No entanto, o FMI, que ontem publicou o Panorama Económico Mundial (World Economic Out-look) da primavera, não nega a boa performance de Costa e de Centeno. Em quatro anos, desde que a crise foi deixada para trás, Portugal aparece com a maior compressão do saldo das contas no grupo dos 19 países que formam a zona euro.

Os cálculos do DN/Dinheiro Vivo, com base nos novos números da instituição chefiada por Christine Lagarde, indicam que Portugal é o país que mais reduz o desequilíbrio orçamental entre 2015 e 2019, com um corte nominal no défice equivalente a 3,5% do PIB (menos seis mil milhões de euros).

Assim, diz o FMI, o setor público português chega a 2019 com um défice nominal de apenas 0,9%, em todo o caso sete décimas mais do que projeta o governo no Programa de Estabilidade que enviou a Bruxelas.

Ou seja, assumindo como certas as previsões de Lisboa, Portugal seria um campeão incontestado na consolidação orçamental.

Pelas contas do fundo, a segunda maior consolidação é a espanhola, com uma redução equivalente a 3,2% do PIB nos quatro anos em análise. Logo a seguir aparecem a Eslovénia (menos 3% do PIB) e a Grécia (2,9%).

FMI, o mais otimista até agora

A economia parece estar a ajudar, pelo menos no curto prazo. Segundo o mesmo estudo, Portugal deve crescer, em termos reais, 2,4% neste ano.

A entidade liderada por Lagarde, que ainda é um dos principais credores externos do país (tem a haver 4,6 mil milhões de euros do empréstimo do tempo do programa de ajustamento que terminou em 2014), é agora a mais otimista quanto à retoma de 2018. Em março, o Banco de Portugal disse 2,3%; o Conselho das Finanças Públicas estimou 2,2%; em fevereiro, a Comissão também calculou 2,2%.

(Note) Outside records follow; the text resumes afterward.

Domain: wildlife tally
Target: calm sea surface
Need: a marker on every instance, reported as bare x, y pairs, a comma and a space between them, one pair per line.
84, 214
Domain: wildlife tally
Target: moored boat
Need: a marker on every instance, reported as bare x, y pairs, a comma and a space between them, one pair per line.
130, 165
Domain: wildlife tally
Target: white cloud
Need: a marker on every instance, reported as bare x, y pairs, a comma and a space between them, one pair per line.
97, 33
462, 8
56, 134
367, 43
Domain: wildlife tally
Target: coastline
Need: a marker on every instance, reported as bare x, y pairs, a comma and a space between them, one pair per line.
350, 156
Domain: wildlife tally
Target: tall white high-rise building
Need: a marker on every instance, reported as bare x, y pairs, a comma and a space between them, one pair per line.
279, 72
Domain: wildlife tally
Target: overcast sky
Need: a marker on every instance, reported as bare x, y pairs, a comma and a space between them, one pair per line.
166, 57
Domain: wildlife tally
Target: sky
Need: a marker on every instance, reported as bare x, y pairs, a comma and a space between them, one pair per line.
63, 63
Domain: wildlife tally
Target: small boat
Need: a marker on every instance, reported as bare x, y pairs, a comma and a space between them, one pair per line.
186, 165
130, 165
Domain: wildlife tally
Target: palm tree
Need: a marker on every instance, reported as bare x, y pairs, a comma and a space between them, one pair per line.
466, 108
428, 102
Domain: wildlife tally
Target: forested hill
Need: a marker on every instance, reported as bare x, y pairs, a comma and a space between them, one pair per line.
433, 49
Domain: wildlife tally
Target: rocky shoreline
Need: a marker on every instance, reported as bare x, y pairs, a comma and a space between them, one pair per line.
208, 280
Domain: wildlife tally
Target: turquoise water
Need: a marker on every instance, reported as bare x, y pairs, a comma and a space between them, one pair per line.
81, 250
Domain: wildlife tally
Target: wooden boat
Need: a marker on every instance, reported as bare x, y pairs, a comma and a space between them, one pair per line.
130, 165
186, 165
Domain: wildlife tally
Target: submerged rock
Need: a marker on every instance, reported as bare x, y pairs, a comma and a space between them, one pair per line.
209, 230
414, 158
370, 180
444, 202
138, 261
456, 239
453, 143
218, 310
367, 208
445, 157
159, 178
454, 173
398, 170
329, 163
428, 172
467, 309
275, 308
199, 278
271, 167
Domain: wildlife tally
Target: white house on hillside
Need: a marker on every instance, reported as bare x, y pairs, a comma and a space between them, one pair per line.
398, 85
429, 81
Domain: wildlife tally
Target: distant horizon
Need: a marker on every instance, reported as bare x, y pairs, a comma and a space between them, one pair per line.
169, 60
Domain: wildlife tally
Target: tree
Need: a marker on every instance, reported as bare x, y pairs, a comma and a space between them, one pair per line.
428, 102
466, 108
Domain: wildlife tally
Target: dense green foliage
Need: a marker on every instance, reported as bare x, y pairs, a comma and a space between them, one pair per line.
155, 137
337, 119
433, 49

E o desemprego até poderá ficar muito mais baixo do que diz o Programa de Estabilidade português: nas novas projeções da primavera, o FMI vê 7,3% da população ativa sem trabalho em 2018; o executivo de Costa aponta para 7,6%.

Em fevereiro último, a missão de avaliação do FMI achava que o país poderia crescer cerca de 2,2% neste ano (agora subiu para os tais 2,4%), que a intensidade do desemprego ficaria em 7,8% e que o défice público rondaria 1,1% (agora diz 1%).

O novo outlook indica ainda que o ambiente geral mundial e da zona euro melhorou face ao de há três meses. A nível global o crescimento mantém-se nos 3,9%, resultado de uma melhoria "substancial" nas condições da conjuntura.

Espanha (maior parceiro comercial de Portugal) pode crescer 2,8% neste ano, mais quatro décimas do que se previa em janeiro. A Alemanha, outra economia muito próxima e a maior da zona euro, pode aumentar 2,5% em 2018 (revisão em alta de duas décimas face ao valor de há três meses). França, segundo maior mercado, também ganha duas décimas, aumentando o PIB em 2,1%.

Favorável, por enquanto

"Há três meses, atualizámos substancialmente a nossa projeção de crescimento global para este ano e para o próximo, para 3,9% em ambos os anos", começou por referir ontem Maurice Obstfeld, o economista-chefe do FMI, na apresentação que fez em Washington.

"Esta previsão é confirmada pelo forte desempenho da zona euro, do Japão, da China e dos EUA, que cresceram acima das expectativas. Também projetamos melhorias de curto prazo em outros mercados emergentes e em economias em desenvolvimento, incluindo alguma recuperação nos exportadores de matérias-primas", acrescentou Obstfeld na apresentação do seu outlook, em Washington.

E há alguns números relevantes para Portugal. A China, investidor e parceiro comercial de referência, mantém uma expansão do PIB de 6,6% (igual a janeiro). O Brasil, outro parceiro importante da economia nacional, ganha força: ia crescer 1,9%, mas afinal pode avançar 2,3% em 2018, diz a atualização do fundo. O Brasil registou uma recessão recente, em 2015 e 2016, com o PIB a recuar mais de 3% em ambos os anos.

Mas há problemas. O economista- -chefe assegura que, "apesar das boas notícias de curto prazo, as perspetivas de longo prazo são mais preocupantes".

"As economias avançadas - que enfrentam o envelhecimento das populações, as taxas decrescentes de participação na força de trabalho e o crescimento baixo da produtividade - provavelmente não recuperarão as taxas de crescimento per capita de que desfrutavam antes da crise financeira global."

Em cima disto, "as lutas comerciais distraem-nos da agenda vital, em vez de a avançar". Um recado para os EUA.